Speaking Your Lover's Language

In his book, The Five Love Languages: How to Express Heartfelt Commitment to Your Mate, Dr. Chapman writes that spouses may not feel fully loved because each is not expressing love in a way the other prefers.

We all have a primary love language, a way we want love to be shown to us. If your spouse does not express love to you in your primary language, you may feel unloved even though s/he cares deeply for you. It is as if you speak English but your spouse speaks to you in French. Alternatively, you prefer oranges but she gives you apples instead.

The five primary love languages are as follows:

Words of affirmation. You tell your spouse how much you love him, or how handsome he looks to you, or how glad you are you married him, or how much you appreciate what he just did for you.

Quality time. You spend quality time with your spouse when you are focused on each other and are not distracted by other activities. An intimate dinner, time to listen deeply to her talk about her feelings, a walk together holding hands

Receiving gifts. Those small, unexpected gifts may help your spouse feel more loved by you. Flowers, a card, which expresses love or a gift you give him after returning from a business trip are examples of presents that express love.

Acts of service. You do these little things for your spouse to show caring. Cooking his favorite meal, sewing a button on his shirt, having the oil changed in his car or bringing him a cup of coffee in the morning are examples of acts of service.

Physical touch. This is not only about good sex, although it may be a part of it.
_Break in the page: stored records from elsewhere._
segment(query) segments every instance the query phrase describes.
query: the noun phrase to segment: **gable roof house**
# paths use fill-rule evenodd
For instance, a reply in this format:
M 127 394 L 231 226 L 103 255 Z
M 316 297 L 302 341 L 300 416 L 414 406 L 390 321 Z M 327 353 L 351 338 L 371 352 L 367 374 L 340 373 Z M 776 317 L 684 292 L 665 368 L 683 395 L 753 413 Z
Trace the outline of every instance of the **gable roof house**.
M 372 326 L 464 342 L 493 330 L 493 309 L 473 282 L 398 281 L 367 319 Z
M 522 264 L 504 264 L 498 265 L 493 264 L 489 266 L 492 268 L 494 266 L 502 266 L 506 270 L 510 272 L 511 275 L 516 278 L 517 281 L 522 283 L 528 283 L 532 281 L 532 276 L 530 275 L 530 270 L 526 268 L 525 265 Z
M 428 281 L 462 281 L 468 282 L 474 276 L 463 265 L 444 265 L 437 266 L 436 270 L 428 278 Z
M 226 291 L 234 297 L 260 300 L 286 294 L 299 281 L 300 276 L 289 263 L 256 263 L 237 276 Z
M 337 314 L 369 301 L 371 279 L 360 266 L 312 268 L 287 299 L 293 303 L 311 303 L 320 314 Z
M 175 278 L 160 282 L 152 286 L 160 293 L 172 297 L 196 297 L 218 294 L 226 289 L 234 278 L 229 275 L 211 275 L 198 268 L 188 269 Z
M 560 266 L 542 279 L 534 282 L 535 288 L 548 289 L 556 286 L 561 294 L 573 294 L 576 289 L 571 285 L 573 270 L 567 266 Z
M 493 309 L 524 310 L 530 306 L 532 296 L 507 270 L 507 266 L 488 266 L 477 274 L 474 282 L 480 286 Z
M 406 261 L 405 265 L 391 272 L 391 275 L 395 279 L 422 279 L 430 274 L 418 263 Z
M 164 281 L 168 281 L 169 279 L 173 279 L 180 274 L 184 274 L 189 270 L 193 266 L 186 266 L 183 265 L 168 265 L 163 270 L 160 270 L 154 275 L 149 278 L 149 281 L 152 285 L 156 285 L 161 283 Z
Hugs, kisses, backrubs or touching her shoulder as you pass her by are other examples of physical touch.

Just as you want to express love to your spouse in his primary love language, you also want him to express love to you in your primary language. Each of you can determine what your primary love language by asking yourself several questions.

How do you usually show love to your spouse? The way you express love may be the way you want love shown to you but it may not be the way she wants to receive it.
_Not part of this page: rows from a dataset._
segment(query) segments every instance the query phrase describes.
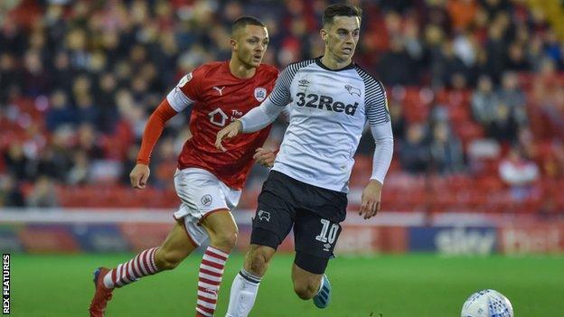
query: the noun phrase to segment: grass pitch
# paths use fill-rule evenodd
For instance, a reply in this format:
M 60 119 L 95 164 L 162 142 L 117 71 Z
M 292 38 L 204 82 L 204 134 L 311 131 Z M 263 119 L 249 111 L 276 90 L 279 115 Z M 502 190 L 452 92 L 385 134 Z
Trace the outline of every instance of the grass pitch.
M 12 315 L 87 316 L 92 271 L 115 266 L 132 254 L 12 256 Z M 193 316 L 200 254 L 175 270 L 114 292 L 107 316 Z M 228 261 L 216 316 L 224 316 L 229 291 L 243 257 Z M 294 294 L 292 255 L 277 255 L 260 284 L 253 317 L 452 317 L 478 289 L 494 288 L 517 317 L 564 316 L 564 256 L 444 257 L 436 255 L 338 257 L 327 275 L 333 301 L 324 310 Z

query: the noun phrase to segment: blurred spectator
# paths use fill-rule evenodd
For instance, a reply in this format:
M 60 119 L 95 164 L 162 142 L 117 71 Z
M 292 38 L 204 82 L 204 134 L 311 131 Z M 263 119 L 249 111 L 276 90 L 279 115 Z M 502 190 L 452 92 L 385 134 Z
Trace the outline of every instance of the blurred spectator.
M 400 152 L 401 166 L 406 171 L 420 173 L 429 169 L 431 157 L 426 136 L 426 128 L 422 124 L 415 123 L 408 126 L 406 140 Z
M 82 185 L 89 182 L 89 160 L 85 151 L 76 151 L 72 157 L 72 167 L 67 173 L 67 183 L 70 185 Z
M 472 94 L 472 115 L 474 119 L 486 126 L 494 119 L 498 96 L 494 91 L 492 79 L 481 76 L 476 90 Z
M 40 176 L 33 184 L 32 192 L 27 196 L 26 202 L 29 207 L 58 207 L 55 187 L 51 178 L 45 175 Z
M 494 110 L 494 117 L 487 126 L 487 135 L 501 142 L 512 143 L 517 140 L 519 126 L 509 106 L 499 101 Z
M 24 194 L 12 174 L 0 175 L 0 207 L 24 207 Z
M 390 87 L 407 85 L 413 81 L 413 65 L 399 38 L 393 38 L 390 51 L 386 51 L 378 65 L 381 79 Z
M 507 105 L 520 126 L 527 126 L 529 119 L 525 93 L 519 88 L 517 74 L 506 72 L 502 77 L 502 88 L 497 92 L 501 103 Z
M 63 90 L 55 90 L 51 95 L 50 108 L 47 110 L 45 122 L 50 131 L 55 131 L 63 125 L 78 123 L 76 112 L 69 104 L 68 96 Z
M 433 127 L 430 144 L 434 170 L 441 174 L 462 172 L 464 157 L 460 141 L 450 133 L 448 126 L 440 122 Z
M 522 201 L 532 193 L 531 185 L 539 179 L 539 167 L 526 159 L 517 148 L 512 148 L 500 163 L 499 174 L 510 186 L 512 197 Z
What do you most frequently request from your spouse? Do you usually ask for more touching or time or verbal expressions of love?

What does your spouse do or say, or fails to do or say, which wounds you most deeply? If harsh, critical words are deeply hurtful, perhaps words of affirmation are your primary love language. If you are angry when your spouse spends too much time at work or play, then quality time may be your primary love language.

Finally, what might you not have received in childhood as expressions of love from your parents? Did you want them to spend more time with you playing games? Did they criticize more than praise you or fail to hug or kiss you often? What you missed in childhood may have become your primary love language in adulthood.